The codeblock provided while I’m no python expert, I couldn’t resolve those libs easily. I found this to run without extra work from a maas deployment of 20.04 without anything extra other than requiring requests_oauthlib. I think this could be re-written to only use oauthlib which if I recall is built in. Either way, the code sample there helped me arrive here, but I find this to be more readable to understanding the oauth flow, and how it might relate to other oAuth flows.

    import argparse
    from sys import argv
    import requests
    from requests_oauthlib import OAuth1

    def oauth_request(site, uri, key, secret, consumer_key):
        headeroauth = OAuth1(key,
            client_secret='',
            resource_owner_key=secret,
            resource_owner_secret=consumer_key,
            signature_method='PLAINTEXT')
        r = requests.get(f'{site}{uri}', auth=headeroauth)
        print(r.text)
        return r

    if __name__ == '__main__':
        parser = argparse.ArgumentParser()
        parser.add_argument('--server', help = "Maas server.  ex. http://maas:5240/MAAS ")
        parser.add_argument('--key', help = "Maas key.  ex. ABCD:abcd:abcd ")
        parser.add_argument('--secret', help = "Maas secret.  ex. abcd:ABCD:abcd ")
        parser.add_argument('--consumer', help = "Maas consumer key.  ex. abcd:abcd:ABCD ")
        args = parser.parse_args(argv[1:])
        # API key = '<consumer_key>:<key>:<secret>'
        response = oauth_request(
            f'{args.server}/api/2.0', '/pods/',
            args.key, args.secret, args.consumer)
        print(response

I tried the code with a valid API key and it returned “Invalid API key”.
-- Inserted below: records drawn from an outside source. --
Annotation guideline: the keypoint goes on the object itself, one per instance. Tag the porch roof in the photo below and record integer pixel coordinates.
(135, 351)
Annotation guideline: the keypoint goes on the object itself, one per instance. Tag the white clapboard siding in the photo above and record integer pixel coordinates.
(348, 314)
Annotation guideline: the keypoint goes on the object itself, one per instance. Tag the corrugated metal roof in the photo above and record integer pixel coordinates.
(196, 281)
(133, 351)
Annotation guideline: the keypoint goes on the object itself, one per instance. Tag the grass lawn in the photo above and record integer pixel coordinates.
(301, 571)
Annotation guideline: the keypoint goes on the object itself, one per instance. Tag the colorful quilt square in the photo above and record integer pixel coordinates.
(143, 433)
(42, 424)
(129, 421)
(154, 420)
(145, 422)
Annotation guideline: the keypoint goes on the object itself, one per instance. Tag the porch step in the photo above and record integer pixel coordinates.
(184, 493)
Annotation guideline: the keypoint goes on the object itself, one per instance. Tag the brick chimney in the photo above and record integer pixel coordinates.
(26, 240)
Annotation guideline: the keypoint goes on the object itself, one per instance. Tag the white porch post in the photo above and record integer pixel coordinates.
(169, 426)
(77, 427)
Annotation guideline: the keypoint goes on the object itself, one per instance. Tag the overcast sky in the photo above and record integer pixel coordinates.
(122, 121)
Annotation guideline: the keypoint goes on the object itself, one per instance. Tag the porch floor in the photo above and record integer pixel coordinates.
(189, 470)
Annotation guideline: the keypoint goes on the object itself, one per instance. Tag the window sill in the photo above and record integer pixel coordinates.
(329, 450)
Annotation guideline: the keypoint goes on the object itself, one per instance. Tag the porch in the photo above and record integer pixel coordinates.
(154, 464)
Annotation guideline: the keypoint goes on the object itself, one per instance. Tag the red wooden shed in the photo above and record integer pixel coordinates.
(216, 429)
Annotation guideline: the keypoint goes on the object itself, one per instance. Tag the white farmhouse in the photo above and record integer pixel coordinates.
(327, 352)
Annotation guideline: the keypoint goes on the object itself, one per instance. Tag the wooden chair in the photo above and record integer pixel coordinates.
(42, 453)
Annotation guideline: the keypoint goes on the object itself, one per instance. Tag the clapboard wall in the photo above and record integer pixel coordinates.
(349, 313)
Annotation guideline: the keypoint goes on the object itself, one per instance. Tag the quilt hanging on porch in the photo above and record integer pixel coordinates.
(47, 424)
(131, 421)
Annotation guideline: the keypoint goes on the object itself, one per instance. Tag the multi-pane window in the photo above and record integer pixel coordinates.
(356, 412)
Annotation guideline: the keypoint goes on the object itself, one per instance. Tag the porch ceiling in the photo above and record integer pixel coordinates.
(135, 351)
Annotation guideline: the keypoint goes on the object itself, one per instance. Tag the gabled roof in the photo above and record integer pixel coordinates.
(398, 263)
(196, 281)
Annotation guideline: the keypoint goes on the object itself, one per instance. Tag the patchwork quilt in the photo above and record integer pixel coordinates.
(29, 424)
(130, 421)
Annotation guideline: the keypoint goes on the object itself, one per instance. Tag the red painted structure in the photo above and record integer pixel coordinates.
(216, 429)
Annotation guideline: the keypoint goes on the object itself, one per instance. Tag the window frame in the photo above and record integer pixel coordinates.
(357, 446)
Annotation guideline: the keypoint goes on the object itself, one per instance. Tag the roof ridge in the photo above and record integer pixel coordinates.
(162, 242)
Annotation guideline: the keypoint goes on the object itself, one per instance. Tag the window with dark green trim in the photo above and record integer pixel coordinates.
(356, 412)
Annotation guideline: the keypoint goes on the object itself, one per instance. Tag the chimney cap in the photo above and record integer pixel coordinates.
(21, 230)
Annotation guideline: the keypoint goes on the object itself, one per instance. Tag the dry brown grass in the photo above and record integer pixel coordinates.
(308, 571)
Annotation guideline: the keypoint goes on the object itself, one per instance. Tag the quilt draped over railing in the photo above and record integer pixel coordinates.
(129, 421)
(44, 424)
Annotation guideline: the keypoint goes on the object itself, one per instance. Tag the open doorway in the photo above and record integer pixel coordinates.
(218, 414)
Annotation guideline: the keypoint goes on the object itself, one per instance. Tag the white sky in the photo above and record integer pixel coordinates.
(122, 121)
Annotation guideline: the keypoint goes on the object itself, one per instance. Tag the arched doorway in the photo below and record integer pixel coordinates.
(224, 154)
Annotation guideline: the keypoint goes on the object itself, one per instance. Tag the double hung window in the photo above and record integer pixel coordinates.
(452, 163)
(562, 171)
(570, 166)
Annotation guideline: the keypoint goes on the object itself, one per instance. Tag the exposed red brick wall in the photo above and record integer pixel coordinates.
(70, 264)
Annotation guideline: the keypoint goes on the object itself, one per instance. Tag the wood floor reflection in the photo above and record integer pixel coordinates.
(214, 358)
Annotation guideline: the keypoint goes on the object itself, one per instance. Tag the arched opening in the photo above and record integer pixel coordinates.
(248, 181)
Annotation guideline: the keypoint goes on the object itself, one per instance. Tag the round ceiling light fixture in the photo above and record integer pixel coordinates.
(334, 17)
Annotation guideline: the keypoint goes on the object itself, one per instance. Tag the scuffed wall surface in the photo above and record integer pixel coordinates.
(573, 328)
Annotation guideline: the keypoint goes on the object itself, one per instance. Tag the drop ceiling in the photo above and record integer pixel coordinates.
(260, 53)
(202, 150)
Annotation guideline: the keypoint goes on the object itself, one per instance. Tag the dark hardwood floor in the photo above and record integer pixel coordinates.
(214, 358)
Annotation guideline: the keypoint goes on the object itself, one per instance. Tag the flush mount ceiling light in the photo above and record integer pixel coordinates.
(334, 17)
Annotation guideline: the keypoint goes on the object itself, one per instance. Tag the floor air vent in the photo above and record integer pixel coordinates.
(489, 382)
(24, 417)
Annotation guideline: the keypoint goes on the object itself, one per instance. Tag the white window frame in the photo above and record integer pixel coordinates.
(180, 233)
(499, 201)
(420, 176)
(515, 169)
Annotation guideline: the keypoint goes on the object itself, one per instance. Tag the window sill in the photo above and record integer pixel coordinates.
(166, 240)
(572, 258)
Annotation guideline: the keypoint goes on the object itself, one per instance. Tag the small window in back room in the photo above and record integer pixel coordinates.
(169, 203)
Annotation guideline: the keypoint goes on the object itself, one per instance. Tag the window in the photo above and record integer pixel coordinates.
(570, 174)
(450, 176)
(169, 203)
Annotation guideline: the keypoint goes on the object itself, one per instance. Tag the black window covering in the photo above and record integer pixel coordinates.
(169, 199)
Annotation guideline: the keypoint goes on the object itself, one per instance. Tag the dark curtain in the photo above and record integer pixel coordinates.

I removed the parser portion but am running into a problem.

def oauth_request(site, uri, key, secret, consumer_key):
headeroauth = OAuth1(key,
client_secret=’’,
resource_owner_key=secret,
resource_owner_secret=consumer_key,
signature_method=‘PLAINTEXT’)
r = requests.get(f’{site}{uri}’, auth=headeroauth)
print(r.text)
return r

#API key = ‘<consumer_key>::’
consumer_key, key, secret = MAASAPIKEY.split(’:’)
response = oauth_request( f’{MAASURL}/api/2.0’, ‘/machines/’, key, secret, consumer_key)
print(response)

Any ideas why I’d get the error?

The links from the “Two questions you may have” part are wrong. Currently they are:

Two questions you may have:

  1. How can I perform authenticated requests in python?
  2. How can I perform authenticated requests in ruby?

The following would link to the two sections that are included on the page itself:

Two questions you may have:

  1. How can I perform authenticated requests in python?
  2. How can I perform authenticated requests in ruby?
1 Like

thanks, @tomkivlin. nice catch, we’ll fix.

The oauth dependency in the Python example appears to be Python2 only. When trying the example in Python3 I get the following error:

 File ".venv/lib/python3.8/site-packages/oauth/oauth.py", line 29, in <module>
    import urlparse
ModuleNotFoundError: No module named 'urlparse'

urlparse was moved to urllib.parse with Python3; I don’t have a working solution for Python 3 yet.

Perhaps in the interim it might be a good idea to highlight the example as Python 2 only?